In our series with long-term follow-up, the good SVR achieved without allograft dysfunction only refers to genotypes 1 and 3, the two common types in both Asia and globally. The results might not be generalizable to patients with other HCV genotypes. Treatment of chronic HCV infection in the first year after transplantation may increase the risk for acute rejection [35, 39]. Antiviral therapy might be safer if given years after transplantation and in patients with stable graft function, no history of rejection [49, 50], and have therapeutic drug levels of immunosuppressive therapy. Following all these recommendations religiously, we have highly selected the group of HCV-positive renal transplant patients for consideration of therapy, excluding patients with higher than normal immunological risk, except for one patient with his second transplantation, acknowledging his deteriorating liver function and aggressive liver biopsy findings. This patient with cirrhosis responded to therapy achieving SVR along with the other non-cirrhotic patients. They all did not have history of BPAR and renal function had been observed to be stable, and treatment was started at 38–81 months after the transplantation. We have also witnessed good compliance to therapy despite the side-effects experienced, including the brief cytopenia that required timely dose titration, and flu-like discomfort. We have had no drop-outs and the scheduled duration of therapy was duly completed. All these would have contributed to the successful achievement of SVR without allograft dysfunction.
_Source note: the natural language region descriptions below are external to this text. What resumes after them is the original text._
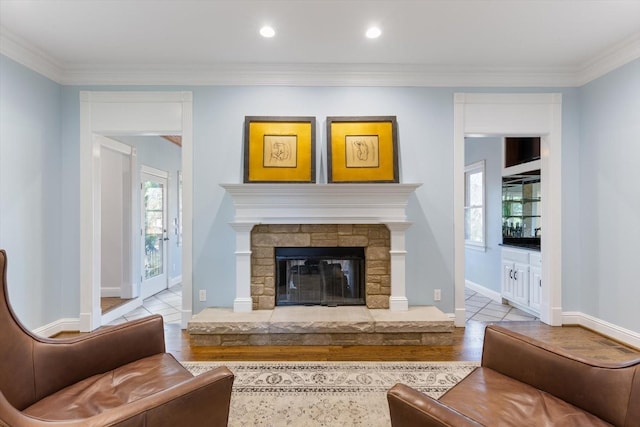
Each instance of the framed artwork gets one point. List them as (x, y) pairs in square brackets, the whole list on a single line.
[(279, 149), (362, 149)]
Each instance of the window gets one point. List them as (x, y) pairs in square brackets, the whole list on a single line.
[(474, 189)]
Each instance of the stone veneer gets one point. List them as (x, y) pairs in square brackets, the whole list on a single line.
[(375, 238)]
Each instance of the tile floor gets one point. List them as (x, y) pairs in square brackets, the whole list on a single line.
[(483, 309), (168, 303), (479, 308)]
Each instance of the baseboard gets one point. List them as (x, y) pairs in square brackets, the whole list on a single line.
[(60, 325), (110, 292), (489, 293), (186, 317), (121, 310), (607, 329)]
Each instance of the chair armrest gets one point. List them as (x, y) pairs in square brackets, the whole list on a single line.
[(202, 400), (409, 407), (61, 362), (557, 372)]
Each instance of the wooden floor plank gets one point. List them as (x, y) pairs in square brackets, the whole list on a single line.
[(467, 346)]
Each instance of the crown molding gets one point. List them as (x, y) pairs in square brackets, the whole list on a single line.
[(614, 57), (31, 57), (358, 75), (321, 74)]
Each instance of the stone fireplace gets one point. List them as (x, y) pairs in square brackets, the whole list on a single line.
[(321, 215), (374, 239)]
Though not being practiced at our center at the time the antiviral therapy was offered to this group of patients, there have been other measures that would allow a better assessment of the immunological risk before consideration of therapy. Protocol allograft biopsy would help to rule out sub-clinical rejection [37]. The measurement of serum donor-specific HLA antibody would allow detection of antibodies against unacceptable antigens, and thus help predict the future immunological risks associated with therapy. An ever-expanding array of biomarkers, from gene expression, genomics, proteomics and metabolomics, obtained from blood, urine, or kidney tissue is becoming a powerful diagnostic tool to predict transplant outcomes [51].
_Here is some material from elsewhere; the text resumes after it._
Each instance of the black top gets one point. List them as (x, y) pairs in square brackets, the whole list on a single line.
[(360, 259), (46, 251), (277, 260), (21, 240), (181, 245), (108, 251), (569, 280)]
The decision to treat a renal transplant patient with interferon-based antiviral therapy must be individualized. While there is still a paucity of data in this special group of patients, the current evolution towards DAA-based therapy that can at the same time avoid drug–drug interactions with immunosuppressive drugs for renal transplant recipients might serve the ultimate solution. Indeed, the newest AASLD guideline has already included organ transplant recipients among patients being given the highest priority for HCV treatment because of the high risk for severe complications [33], financial implications aside.